Many of the students looked upset, and a number of hands flew into the air. One person said, “But you live in this country, and you participate in its politics. Given that the president is democratically elected, you’re partly responsible.” I replied that I hadn’t voted for Bush, and so it was very difficult, even by this person’s reasoning, to argue that I was responsible for Bush’s actions. I admitted that in the choice between Bush and Gore, I had wanted Bush to win, but, I pointed out, one of the main reasons was that Bush had said he wanted the United States, by which he meant the U.S. government, to be more humble in the world.
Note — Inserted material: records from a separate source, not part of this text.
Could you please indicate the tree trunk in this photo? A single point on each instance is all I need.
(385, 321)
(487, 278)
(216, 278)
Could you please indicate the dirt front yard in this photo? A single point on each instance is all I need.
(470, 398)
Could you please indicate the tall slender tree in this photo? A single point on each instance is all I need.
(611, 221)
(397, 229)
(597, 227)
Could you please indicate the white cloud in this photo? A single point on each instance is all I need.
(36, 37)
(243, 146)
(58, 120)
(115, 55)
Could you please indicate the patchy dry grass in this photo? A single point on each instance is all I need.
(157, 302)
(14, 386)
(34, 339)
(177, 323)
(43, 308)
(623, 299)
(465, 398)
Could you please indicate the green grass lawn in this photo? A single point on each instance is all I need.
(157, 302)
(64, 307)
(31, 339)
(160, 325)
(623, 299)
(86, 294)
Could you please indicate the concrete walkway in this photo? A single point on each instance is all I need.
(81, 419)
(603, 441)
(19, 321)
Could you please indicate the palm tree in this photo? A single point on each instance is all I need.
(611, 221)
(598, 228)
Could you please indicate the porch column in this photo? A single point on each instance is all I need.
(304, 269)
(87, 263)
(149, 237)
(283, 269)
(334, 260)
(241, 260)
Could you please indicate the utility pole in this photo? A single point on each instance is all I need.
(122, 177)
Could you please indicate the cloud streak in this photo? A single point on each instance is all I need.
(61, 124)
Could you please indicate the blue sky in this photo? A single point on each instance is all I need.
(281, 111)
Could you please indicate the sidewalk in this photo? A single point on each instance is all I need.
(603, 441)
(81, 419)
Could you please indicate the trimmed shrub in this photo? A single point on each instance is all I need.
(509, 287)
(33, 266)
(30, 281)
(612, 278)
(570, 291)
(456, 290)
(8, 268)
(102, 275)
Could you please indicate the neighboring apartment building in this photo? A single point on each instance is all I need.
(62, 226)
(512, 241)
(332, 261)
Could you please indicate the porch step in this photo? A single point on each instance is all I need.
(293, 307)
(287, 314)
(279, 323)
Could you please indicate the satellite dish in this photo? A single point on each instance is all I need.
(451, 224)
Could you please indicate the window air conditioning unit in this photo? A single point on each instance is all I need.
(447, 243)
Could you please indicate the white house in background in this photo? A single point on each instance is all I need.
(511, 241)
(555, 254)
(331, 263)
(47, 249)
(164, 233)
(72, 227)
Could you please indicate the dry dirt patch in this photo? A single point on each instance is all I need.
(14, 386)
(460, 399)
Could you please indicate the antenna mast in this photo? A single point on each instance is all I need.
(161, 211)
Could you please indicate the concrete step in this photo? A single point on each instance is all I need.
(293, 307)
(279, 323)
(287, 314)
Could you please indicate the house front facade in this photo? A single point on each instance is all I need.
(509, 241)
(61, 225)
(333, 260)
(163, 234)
I thought the irony of this would cause at least a little laugh, but it didn’t: the passions were engaged and the discussion continued.
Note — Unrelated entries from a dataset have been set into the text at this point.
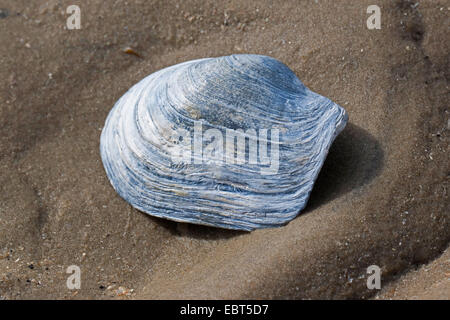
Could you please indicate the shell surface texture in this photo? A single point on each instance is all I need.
(234, 142)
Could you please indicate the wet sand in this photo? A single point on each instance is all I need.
(381, 198)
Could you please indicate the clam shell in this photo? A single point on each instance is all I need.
(172, 145)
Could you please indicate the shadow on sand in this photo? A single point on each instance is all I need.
(354, 159)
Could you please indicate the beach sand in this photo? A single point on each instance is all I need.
(381, 198)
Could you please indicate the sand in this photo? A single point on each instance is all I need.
(381, 198)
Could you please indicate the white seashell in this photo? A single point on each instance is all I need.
(172, 145)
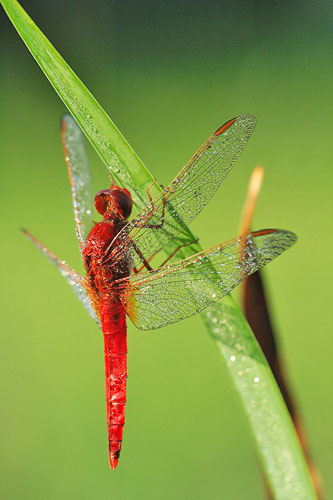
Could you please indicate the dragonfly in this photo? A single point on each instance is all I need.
(119, 252)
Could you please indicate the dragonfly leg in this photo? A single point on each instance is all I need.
(146, 261)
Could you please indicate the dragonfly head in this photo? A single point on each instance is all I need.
(114, 203)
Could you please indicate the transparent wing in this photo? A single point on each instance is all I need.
(159, 298)
(74, 279)
(79, 177)
(165, 218)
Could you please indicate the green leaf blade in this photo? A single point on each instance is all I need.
(275, 437)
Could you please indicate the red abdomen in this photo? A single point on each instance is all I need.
(113, 321)
(101, 276)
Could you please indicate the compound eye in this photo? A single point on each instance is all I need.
(102, 200)
(122, 201)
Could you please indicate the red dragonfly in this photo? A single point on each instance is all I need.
(118, 254)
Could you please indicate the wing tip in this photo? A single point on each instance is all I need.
(249, 120)
(290, 238)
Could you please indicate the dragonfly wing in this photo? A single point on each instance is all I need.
(74, 279)
(166, 217)
(159, 298)
(79, 177)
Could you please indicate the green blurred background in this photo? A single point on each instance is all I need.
(168, 73)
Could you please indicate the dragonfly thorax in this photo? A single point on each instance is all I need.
(114, 203)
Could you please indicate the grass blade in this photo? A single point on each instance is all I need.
(277, 444)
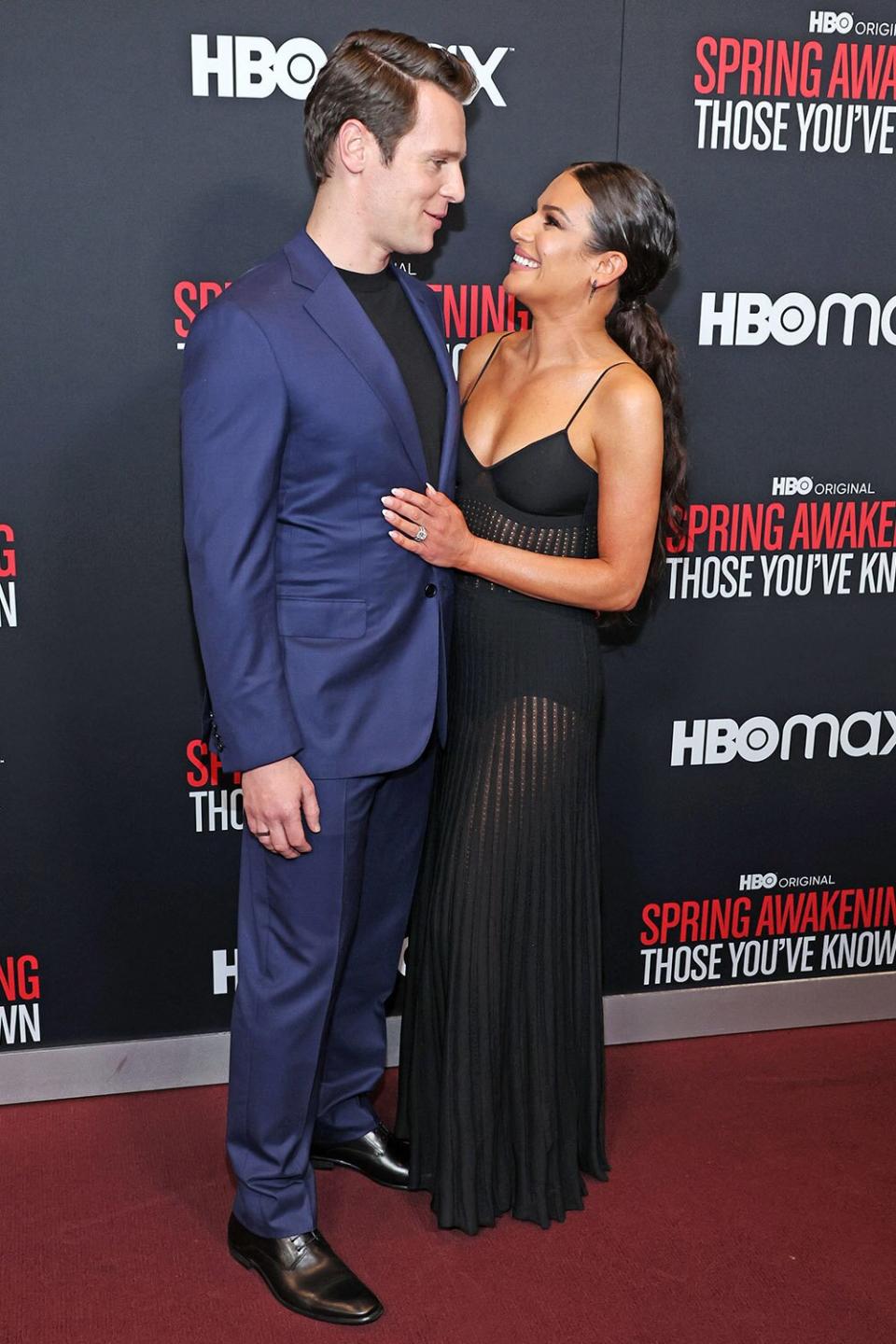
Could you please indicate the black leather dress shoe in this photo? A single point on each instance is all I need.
(305, 1274)
(378, 1155)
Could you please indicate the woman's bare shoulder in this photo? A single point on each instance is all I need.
(473, 357)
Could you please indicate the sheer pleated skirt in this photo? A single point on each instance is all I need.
(501, 1081)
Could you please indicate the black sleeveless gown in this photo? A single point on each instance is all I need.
(501, 1068)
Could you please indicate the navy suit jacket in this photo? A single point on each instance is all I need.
(320, 636)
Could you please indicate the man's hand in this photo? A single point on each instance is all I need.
(275, 797)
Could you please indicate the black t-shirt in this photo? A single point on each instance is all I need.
(385, 302)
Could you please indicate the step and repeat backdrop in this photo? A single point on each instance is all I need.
(747, 756)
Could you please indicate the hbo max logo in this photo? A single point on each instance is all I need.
(254, 67)
(721, 741)
(751, 319)
(828, 21)
(758, 880)
(791, 484)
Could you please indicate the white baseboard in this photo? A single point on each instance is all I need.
(122, 1066)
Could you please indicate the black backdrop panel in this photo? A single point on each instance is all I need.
(766, 222)
(122, 191)
(132, 199)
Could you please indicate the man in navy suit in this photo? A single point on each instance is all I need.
(314, 386)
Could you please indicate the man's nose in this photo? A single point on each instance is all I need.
(455, 187)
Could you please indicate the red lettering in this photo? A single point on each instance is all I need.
(7, 554)
(198, 778)
(15, 980)
(651, 934)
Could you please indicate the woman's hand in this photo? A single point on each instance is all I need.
(449, 542)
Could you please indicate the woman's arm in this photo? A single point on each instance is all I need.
(627, 441)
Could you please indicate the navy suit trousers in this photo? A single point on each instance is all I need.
(318, 945)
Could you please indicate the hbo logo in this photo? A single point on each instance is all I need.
(791, 484)
(253, 67)
(826, 21)
(757, 880)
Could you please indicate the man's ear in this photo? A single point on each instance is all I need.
(352, 146)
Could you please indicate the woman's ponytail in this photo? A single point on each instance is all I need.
(632, 214)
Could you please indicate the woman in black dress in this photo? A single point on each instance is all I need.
(501, 1078)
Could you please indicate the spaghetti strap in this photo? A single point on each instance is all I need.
(492, 354)
(618, 364)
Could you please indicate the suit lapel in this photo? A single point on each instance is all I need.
(337, 312)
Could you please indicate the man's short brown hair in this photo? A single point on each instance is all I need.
(372, 76)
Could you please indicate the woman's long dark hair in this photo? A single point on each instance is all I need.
(630, 213)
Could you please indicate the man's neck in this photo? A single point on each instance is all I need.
(340, 232)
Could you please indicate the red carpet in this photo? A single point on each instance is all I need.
(751, 1199)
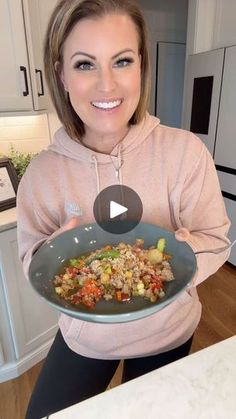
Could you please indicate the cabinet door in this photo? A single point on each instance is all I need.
(225, 152)
(15, 92)
(33, 322)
A student then said that I was claiming to be morally superior to them. “No, I’m not,” I said. “I’m not claiming any moral superiority. What I’m saying has nothing to do with whether the invasion of Iraq was justified. I’m simply saying that we should use language clearly and insist that people are responsible for their own actions.”
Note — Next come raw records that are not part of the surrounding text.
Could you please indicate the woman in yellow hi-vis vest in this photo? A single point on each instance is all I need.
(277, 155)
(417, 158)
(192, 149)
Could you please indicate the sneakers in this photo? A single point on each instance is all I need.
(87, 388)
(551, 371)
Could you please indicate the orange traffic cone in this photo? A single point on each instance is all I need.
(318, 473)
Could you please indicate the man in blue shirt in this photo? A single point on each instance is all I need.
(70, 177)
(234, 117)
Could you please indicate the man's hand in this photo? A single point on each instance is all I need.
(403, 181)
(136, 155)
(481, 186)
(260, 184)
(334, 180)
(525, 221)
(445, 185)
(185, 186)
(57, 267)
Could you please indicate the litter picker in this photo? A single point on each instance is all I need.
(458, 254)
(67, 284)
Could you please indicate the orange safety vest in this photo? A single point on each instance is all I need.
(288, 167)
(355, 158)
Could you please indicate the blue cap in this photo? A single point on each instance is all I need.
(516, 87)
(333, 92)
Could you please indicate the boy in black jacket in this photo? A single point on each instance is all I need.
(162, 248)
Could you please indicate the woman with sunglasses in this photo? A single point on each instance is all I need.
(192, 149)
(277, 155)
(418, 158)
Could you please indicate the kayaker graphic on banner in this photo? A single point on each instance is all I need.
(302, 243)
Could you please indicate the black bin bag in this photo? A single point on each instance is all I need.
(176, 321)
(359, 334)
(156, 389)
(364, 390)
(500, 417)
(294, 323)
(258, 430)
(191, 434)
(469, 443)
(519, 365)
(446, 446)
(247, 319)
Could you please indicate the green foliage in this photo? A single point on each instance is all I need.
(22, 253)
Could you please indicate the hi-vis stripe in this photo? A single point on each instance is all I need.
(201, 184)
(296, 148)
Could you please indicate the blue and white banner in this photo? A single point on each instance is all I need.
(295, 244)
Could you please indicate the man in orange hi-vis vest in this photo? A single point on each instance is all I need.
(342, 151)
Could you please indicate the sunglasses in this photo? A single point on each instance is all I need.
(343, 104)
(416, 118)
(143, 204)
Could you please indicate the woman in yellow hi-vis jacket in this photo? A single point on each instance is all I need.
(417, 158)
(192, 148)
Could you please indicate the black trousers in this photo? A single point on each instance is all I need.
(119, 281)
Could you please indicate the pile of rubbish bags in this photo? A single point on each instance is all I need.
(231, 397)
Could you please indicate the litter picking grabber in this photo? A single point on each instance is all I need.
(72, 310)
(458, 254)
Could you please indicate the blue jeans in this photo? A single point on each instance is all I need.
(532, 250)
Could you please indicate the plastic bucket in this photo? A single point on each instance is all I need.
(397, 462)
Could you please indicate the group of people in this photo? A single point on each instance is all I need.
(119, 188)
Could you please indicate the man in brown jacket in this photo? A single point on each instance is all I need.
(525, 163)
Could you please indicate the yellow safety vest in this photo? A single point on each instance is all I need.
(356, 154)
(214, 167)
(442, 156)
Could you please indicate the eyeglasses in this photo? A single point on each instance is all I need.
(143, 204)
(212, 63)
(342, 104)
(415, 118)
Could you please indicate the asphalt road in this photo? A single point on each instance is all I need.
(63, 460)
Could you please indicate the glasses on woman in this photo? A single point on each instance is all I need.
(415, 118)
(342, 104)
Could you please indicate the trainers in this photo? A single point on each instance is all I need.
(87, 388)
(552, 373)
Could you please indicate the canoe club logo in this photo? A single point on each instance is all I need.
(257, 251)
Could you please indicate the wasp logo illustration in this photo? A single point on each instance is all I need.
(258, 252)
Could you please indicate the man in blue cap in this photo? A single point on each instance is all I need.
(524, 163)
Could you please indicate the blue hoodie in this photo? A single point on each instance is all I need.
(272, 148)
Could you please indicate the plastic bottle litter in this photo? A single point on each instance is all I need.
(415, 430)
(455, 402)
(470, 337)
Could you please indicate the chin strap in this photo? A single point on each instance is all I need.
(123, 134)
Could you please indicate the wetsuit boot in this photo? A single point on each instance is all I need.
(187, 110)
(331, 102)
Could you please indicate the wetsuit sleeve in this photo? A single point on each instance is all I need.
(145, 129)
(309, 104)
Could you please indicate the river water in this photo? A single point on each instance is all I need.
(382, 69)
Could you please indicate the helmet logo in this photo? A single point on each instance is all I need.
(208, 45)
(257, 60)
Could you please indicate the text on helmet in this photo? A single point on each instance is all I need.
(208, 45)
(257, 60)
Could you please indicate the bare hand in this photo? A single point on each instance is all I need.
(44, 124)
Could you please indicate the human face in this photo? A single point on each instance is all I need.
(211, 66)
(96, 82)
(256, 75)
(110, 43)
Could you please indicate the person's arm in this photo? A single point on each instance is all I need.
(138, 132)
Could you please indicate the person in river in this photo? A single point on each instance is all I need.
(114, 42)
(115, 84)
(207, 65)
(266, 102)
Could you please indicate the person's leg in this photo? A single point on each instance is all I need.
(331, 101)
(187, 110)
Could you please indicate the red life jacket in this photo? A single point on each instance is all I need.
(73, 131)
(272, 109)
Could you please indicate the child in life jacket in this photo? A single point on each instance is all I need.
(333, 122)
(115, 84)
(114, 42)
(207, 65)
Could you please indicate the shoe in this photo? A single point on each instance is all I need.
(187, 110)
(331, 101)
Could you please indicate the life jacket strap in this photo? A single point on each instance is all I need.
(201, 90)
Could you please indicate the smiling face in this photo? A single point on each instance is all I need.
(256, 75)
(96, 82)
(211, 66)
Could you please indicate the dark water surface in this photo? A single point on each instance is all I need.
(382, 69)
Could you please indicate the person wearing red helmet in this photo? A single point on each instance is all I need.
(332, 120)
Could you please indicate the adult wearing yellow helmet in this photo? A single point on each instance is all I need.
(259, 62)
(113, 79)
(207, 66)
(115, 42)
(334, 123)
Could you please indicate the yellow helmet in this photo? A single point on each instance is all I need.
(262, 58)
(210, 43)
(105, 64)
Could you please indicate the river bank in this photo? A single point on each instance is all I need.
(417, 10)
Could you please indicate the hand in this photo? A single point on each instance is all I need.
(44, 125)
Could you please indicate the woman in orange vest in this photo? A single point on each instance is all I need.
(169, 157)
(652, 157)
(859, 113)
(Henderson spells out his criticism of the national “we” in his essay Who is “We”?)

His students weren’t having any of it. They insisted that the attack on , for instance, couldn’t just be seen as an attack by a handful of people on a few thousand victims. It was an attack by a group that by its choice of methods and targets threatened all Americans. Henderson didn’t disagree with this as such, but countered some of the assumptions that sometimes get carelessly tagged on to this kind of thinking.

But his students were upset. Three of them wrote emails to him after class. He shares one with us in his article Conversation With a Few Good Men (and Women):

Subject: Dr. Henderson’s $10,000 Contribution to Bush’s War Chest

Sir,

At some point you decided it would be better to pay US income tax than to live elsewhere. (Cost/Benefit Analysis) Thus you contributed to Bush’s War Chest, among other things. You continue to pay income tax, monthly affirming your support of the Federal Government. What could be a better indication of a person’s support than their pocketbook? I suspect that your contributions to the war effort each month outweigh the yearly income of most Iraqis. You Sir, support the war effort more than most of your students. That is the reason Al Queda [sic] targets you and me.